Evaluation cannot be entrusted to generic indicators or intuitive judgments, but must be based on grids or reference models compatible with scientific research and communication practices.
In particular, when the results are used as preliminary materials for publications, systematic reviews or teaching support, it is advisable to document the choices made, justify any reformulations and point out the limits of the output generated.

WarningIn summary, employing LLMs in the academic field means applying reflective and responsible logic to ensure the reliability and relevance of the content produced.Prompt Engineering in research must be treated as a methodological discipline, not a casual interaction. It supports transparency, reproducibility, and epistemic control in AI-assisted scholarship.

4.6 6. Guidelines for creating academic prompts

Below a structured in 6 steps useful for obtaining maximum results in academic research.

Note1 - Precise definition of the purpose of the research

You need to be transparent about what you want to achieve. A vague prompt leads to vague answers, and you have to turn the search questions into direct instructions for the AI model.
The goal must be clear:
(incorrect) “Give me an overview of X.”
(corrected) “Identify the most recent peer-reviewed articles on topic X.”
The question must be transformed into an instruction.
To the question “What is the role of AI in qualitative research?”, the prompt should be:
“List the 5 peer-reviewed articles published from 2022 to 2024 on the role of AI in qualitative research, indicating title, authors, journal, and DOI.”

Note2 - Provide context and selection criteria

Artificial intelligence needs the necessary context to focus the search and provide relevant results.
It is important to include the following parameters:
- Disciplinary scope: e.g., “in the context of social sciences” or “with a focus on bioinformatics”.
- Time range: e.g., “from the last three years” or “before 2020”.
- Type of output desired: “Return a CSV table with columns: Title, Authors, Year, DOI.”
- “Generate a bulleted list.”
- “Provide a detailed explanation.”

Note3 - Provide examples (Few-Shot prompting)

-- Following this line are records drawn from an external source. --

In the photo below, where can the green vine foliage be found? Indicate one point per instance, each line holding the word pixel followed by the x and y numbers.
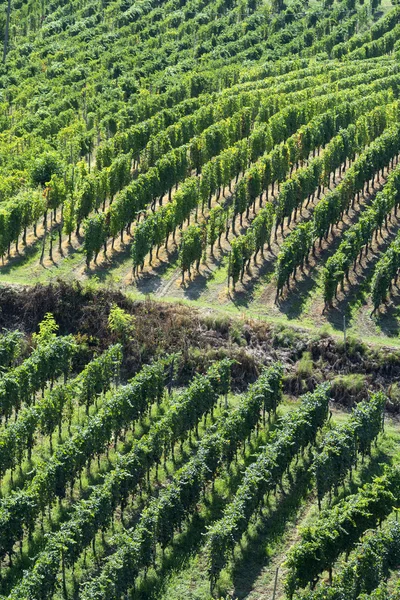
pixel 294 433
pixel 179 499
pixel 337 452
pixel 97 511
pixel 338 529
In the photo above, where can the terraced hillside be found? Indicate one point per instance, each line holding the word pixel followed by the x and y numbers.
pixel 239 153
pixel 245 462
pixel 209 191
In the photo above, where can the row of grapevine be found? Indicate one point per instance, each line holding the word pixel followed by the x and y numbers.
pixel 156 228
pixel 330 210
pixel 337 452
pixel 295 432
pixel 96 513
pixel 17 439
pixel 20 509
pixel 360 236
pixel 47 362
pixel 367 568
pixel 338 529
pixel 136 547
pixel 304 183
pixel 10 348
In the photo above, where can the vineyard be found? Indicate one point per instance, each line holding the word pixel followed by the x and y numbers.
pixel 243 153
pixel 199 300
pixel 228 461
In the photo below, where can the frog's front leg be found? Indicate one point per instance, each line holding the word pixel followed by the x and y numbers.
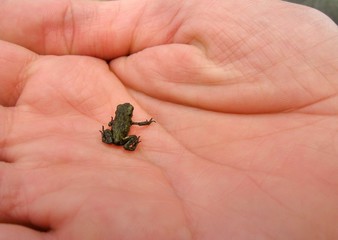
pixel 107 135
pixel 146 122
pixel 131 142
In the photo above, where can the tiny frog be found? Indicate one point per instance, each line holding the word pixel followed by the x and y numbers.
pixel 120 126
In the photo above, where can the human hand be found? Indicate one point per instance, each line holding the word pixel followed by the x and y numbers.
pixel 244 95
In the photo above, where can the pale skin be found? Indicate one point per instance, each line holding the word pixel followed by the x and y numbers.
pixel 244 94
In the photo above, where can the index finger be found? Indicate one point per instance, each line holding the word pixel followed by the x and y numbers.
pixel 100 29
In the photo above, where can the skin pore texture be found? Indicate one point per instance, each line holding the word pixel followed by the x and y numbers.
pixel 244 94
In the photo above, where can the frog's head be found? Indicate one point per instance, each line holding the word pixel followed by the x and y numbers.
pixel 126 109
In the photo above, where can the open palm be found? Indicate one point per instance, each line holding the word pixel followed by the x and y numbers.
pixel 245 140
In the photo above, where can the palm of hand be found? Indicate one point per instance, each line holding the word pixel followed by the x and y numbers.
pixel 209 165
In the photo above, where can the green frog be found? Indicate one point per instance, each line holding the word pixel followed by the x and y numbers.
pixel 120 127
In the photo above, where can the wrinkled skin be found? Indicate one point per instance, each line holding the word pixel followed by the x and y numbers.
pixel 245 98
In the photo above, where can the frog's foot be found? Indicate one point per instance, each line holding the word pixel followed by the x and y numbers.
pixel 111 122
pixel 131 142
pixel 107 135
pixel 146 122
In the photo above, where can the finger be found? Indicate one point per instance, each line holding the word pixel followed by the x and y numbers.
pixel 15 232
pixel 14 60
pixel 103 29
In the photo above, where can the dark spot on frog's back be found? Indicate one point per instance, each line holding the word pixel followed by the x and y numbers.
pixel 120 127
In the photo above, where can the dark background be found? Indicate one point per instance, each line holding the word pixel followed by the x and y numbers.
pixel 329 7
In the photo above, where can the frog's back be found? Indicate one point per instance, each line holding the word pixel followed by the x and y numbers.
pixel 122 122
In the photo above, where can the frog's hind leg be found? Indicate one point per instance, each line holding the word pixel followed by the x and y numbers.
pixel 131 142
pixel 146 122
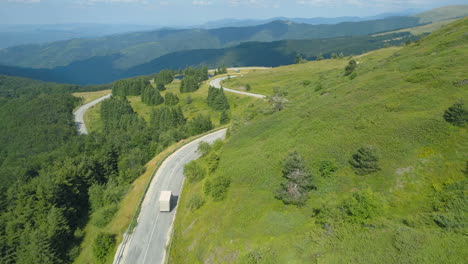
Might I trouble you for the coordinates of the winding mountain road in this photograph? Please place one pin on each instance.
(147, 243)
(216, 83)
(79, 114)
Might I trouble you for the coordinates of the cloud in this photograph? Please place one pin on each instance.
(202, 3)
(114, 1)
(21, 1)
(364, 3)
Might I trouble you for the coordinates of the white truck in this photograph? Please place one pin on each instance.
(165, 201)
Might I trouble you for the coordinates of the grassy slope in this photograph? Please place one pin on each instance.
(443, 13)
(423, 29)
(380, 107)
(130, 201)
(198, 105)
(90, 96)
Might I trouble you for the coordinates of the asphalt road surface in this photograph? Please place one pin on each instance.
(147, 243)
(79, 114)
(216, 83)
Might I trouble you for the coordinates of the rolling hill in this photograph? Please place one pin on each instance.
(411, 209)
(141, 47)
(99, 70)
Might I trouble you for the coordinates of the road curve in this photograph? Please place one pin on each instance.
(147, 243)
(79, 114)
(216, 83)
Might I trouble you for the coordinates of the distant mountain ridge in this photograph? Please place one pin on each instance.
(105, 59)
(99, 70)
(312, 21)
(141, 47)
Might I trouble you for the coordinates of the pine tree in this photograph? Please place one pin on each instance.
(224, 118)
(171, 99)
(456, 114)
(160, 87)
(350, 67)
(365, 160)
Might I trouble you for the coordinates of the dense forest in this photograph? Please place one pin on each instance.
(52, 179)
(98, 70)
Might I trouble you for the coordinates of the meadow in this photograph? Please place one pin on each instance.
(395, 102)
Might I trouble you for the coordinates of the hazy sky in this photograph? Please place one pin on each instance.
(180, 12)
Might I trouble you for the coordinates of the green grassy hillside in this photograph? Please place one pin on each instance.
(413, 210)
(136, 48)
(443, 13)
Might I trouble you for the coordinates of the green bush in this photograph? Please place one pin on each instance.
(362, 206)
(171, 99)
(104, 215)
(350, 67)
(217, 145)
(298, 181)
(450, 206)
(457, 114)
(365, 161)
(212, 161)
(327, 168)
(204, 148)
(194, 171)
(261, 256)
(219, 186)
(318, 87)
(102, 246)
(196, 202)
(161, 87)
(224, 118)
(207, 187)
(188, 99)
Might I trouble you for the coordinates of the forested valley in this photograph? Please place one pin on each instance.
(52, 179)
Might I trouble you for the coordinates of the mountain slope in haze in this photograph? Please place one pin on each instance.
(269, 54)
(99, 70)
(412, 210)
(142, 47)
(14, 35)
(443, 13)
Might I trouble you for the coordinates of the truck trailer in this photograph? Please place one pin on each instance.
(165, 201)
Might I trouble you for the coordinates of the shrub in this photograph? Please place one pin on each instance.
(212, 161)
(171, 99)
(204, 148)
(196, 202)
(456, 114)
(365, 161)
(160, 87)
(224, 118)
(219, 186)
(194, 171)
(103, 216)
(217, 144)
(207, 187)
(318, 87)
(102, 246)
(277, 100)
(362, 206)
(350, 67)
(327, 168)
(450, 205)
(298, 181)
(265, 256)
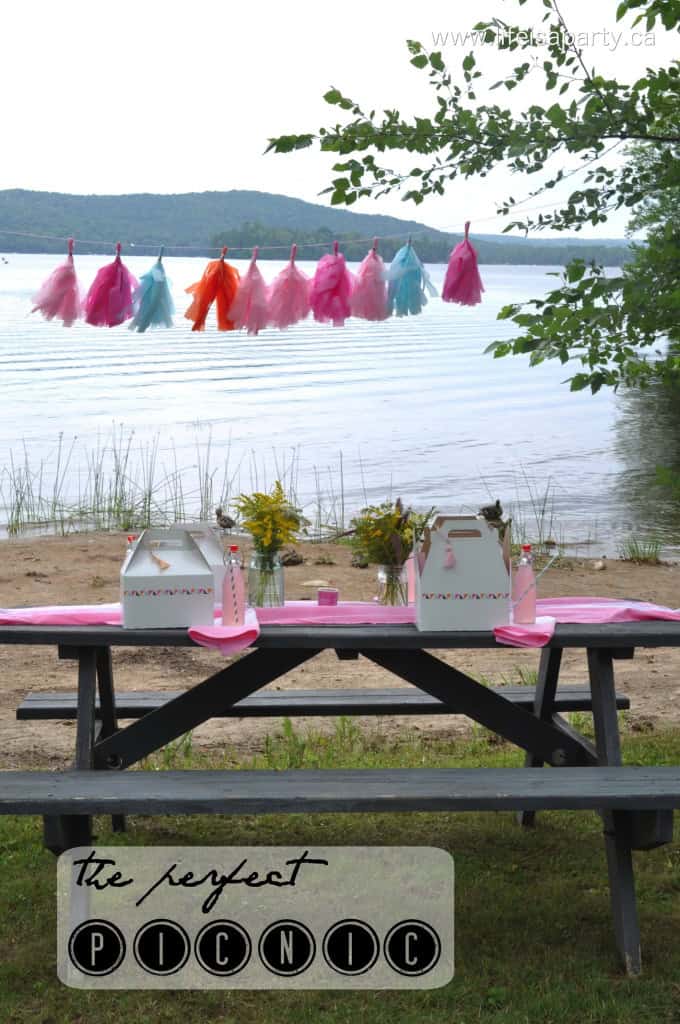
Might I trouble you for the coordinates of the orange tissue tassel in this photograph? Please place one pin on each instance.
(218, 284)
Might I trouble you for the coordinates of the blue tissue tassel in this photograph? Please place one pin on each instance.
(408, 283)
(152, 301)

Showing the AI one or two examples of the desired output, as if it were a model to follow, allows for a more accurate and coherent response.
Examples must be clear, promptly including a few pre-filled rows in the desired format: Title, Authors, Year, DOI
“AI in Social Sciences: A Review”, Rossi et al., 2023, 10.1234/ai.socsci.2023.01
“Qualitative Artificial Intelligence Methods”, Smith & Lee, 2022, 10.5678/qual.ai.2022.02
Then ask:
“Now continue with three more articles following the same format.”

Note4 - Break the task into multiple steps (Chain of Thought)

For complex or multidisciplinary tasks, break the workflow into sequential steps to help the model reason and reduce hallucinations.
How to guide AI reasoning:
step 1) “Search for articles using keywords X, Y, Z.”
step 2) “Filter for high-impact journals (Q1/Q2).”
step 3) “Sort results in reverse chronological order.”
step 4) “Summarize the main findings of each article in 50 words.”

Note5 - Implement subsequent consistency checks

It is advised not to blindly trust the outputs received from AI. You can ask the model to verify its own results or justify its choices.
You may proceed as follows:
- Request for justification: “Briefly explain why each article is relevant to my research on X.”
- Fact-Check: “For each DOI, confirm its existence and validity on CrossRef.”
- Cross-Review: “Review the table and flag any inconsistencies or potential hallucinations.”

Note6 - Iterate and document

Building effective prompts can be considered an iterative process, as it is unlikely to achieve the desired result on the first try.
- Track versions: record each prompt variant with date and changes to identify best practices.
- Compare results: keep only the prompts that produce the most accurate and complete outputs.
- Analyze errors: when hallucinations occur (e.g., non-existent articles, incorrect DOIs), refine your prompt by adding specific constraints (e.g., “use only Scopus or PubMed databases” or “exclude predatory journals”).